Pendant le mois de novembre 1846, Mérimée passait ses journées aux archives de Barcelone et ses soirées au consulat de France. Il réservait un peu de son temps à « ses amis » les gitanos : « Hier, dit-il, on est venu m’inviter à une tertullia, à l’occasion de l’accouchement d’une gitana. L’événement avait eu lieu depuis deux heures seulement. Nous nous trouvâmes environ trente personnes dans une chambre comme celle que j’occupais à Madrid. Il y avait trois guitares et l’on chantait à tue-tête en romani et en catalan. La société se composait de cinq gitanas, dont une assez jolie, et d’autant d’hommes de même race ; le reste, catalans, voleurs, je suppose, ou maquignons, ce qui revient au même. Personne ne parlait l’espagnol et l’on n’entendait guère le mien. Nous n’échangions nos idées qu’au moyen de quelques mots de bohémien qui plaisaient grandement à l’honorable compagnie. Es de nostres, disait-on. J’ai glissé un duco dans la main d’une femme en lui disant d’aller chercher du vin. Cela m’avait réussi quelquefois en Andalousie dans de pareilles circonstances. Mais le chef des bohémiens lui a aussitôt arraché l’argent et me l’a rendu en me disant que j’honorais trop sa pauvre maison. On m’a donné du vin et j’ai bu sans payer. J’ai retrouvé ma montre et mon mouchoir dans ma poche en rentrant chez moi… Les chansons, qui m’étaient toutes inintelligibles, avaient le mérite de me rappeler l’Andalousie. On m’en a dicté une en romani, que j’ai comprise. C’est un homme qui parle de sa misère et qui raconte combien il a été de temps sans manger. Pauvres gens ! n’auraient-ils pas été parfaitement justifiables s’ils m’avaient pris mon argent et mes habits et mis à la porte à coups de bâton [2] ! »

Es de nostres ! Lorsque M. Étienne lui en avait dit autant au nom de l’Académie française, il ne lui avait pas fait moitié autant de plaisir que le chef des gitanos.

Mérimée suivait avec intérêt la politique espagnole, mais il eut de bonne heure la sagesse de renoncer à la comprendre.
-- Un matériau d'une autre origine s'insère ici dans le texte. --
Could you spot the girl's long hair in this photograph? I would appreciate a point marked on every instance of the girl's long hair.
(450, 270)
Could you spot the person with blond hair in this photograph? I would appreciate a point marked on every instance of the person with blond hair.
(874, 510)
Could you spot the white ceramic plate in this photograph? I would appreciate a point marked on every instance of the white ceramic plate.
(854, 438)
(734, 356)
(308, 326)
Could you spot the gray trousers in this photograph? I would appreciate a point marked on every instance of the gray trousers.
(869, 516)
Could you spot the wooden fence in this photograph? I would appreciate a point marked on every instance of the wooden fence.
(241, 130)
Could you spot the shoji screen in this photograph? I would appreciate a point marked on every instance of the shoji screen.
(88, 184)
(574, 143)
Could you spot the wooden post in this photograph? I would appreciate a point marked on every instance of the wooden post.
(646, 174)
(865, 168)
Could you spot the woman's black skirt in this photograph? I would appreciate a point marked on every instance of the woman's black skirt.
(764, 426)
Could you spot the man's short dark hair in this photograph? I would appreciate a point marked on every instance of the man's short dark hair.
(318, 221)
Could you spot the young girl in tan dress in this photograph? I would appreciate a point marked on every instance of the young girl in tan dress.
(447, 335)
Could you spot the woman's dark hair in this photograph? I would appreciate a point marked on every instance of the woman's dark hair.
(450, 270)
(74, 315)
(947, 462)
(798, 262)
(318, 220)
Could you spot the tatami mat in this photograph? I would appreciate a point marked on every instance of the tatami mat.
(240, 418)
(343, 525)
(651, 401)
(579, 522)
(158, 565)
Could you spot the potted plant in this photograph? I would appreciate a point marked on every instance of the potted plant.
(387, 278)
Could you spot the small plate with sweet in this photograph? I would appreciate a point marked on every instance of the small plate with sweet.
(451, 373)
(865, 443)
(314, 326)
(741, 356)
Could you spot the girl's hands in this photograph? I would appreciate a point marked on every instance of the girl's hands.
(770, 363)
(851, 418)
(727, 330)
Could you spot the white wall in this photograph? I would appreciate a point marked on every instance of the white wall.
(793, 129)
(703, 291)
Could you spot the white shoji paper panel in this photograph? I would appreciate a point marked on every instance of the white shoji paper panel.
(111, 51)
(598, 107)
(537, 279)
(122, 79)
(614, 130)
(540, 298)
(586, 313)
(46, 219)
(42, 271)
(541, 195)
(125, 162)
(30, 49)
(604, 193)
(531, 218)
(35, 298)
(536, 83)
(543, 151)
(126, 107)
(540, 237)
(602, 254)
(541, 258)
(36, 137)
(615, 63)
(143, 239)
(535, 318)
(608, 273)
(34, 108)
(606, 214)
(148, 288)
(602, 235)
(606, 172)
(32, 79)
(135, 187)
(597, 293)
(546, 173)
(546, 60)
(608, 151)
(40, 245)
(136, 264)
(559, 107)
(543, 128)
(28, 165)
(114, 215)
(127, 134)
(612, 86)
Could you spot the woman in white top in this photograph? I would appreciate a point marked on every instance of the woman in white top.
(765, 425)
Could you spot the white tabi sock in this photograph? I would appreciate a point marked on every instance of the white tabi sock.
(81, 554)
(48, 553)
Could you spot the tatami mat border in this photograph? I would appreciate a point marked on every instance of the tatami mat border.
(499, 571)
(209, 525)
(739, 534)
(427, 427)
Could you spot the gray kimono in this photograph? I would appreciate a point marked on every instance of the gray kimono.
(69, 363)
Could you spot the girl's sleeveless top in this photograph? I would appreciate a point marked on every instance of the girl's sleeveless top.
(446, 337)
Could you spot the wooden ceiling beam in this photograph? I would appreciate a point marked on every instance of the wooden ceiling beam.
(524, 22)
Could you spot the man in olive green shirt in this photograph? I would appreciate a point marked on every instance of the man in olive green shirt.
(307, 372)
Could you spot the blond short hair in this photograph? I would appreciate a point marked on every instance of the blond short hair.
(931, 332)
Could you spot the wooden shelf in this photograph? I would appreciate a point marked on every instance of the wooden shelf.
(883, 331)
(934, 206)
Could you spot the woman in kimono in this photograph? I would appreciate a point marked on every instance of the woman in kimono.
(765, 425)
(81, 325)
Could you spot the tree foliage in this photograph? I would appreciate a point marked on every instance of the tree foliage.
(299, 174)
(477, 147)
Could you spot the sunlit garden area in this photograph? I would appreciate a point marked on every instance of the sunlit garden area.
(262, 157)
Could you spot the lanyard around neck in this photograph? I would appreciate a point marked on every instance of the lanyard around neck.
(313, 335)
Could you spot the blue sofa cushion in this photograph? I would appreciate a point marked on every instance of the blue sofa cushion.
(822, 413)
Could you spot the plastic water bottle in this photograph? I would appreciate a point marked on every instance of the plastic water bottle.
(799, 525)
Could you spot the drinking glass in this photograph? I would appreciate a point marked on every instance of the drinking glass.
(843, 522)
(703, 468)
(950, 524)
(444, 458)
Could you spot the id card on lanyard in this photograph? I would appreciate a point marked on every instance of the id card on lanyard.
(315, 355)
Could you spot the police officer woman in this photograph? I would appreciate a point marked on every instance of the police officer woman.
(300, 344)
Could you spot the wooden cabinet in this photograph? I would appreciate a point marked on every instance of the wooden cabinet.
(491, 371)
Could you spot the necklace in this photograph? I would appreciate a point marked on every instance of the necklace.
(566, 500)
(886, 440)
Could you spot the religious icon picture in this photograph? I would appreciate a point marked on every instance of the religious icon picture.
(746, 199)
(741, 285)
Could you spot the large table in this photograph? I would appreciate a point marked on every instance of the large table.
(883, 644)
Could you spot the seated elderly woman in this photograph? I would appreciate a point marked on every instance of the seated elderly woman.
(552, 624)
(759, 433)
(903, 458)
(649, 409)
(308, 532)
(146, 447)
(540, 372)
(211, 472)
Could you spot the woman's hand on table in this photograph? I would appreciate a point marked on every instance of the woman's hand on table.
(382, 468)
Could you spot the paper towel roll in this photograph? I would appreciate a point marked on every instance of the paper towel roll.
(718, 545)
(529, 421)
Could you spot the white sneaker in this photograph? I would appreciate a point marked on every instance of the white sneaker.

Il lui suffisait de savoir que Mme de Montijo était du parti de Narvaëz. À l’un des retours du duc de Valence au pouvoir, en octobre 1847, la comtesse fut faite camarera mayor. Les complimens qu’adressa Mérimée à son amie au sujet de sa nouvelle dignité sont mêlés de beaucoup de réserves et d’inquiétudes. « Vous êtes donc vraiment camarera mayor et vous en êtes contente ? Cela suffit pour que j’en sois content aussi… Vous pourrez faire du bien : c’est assez. Quoi

  1. Correspondance inédite avec la comtesse de Montijo, décembre 1846.
  2. Ibid. Barcelone, 15 novembre 1846.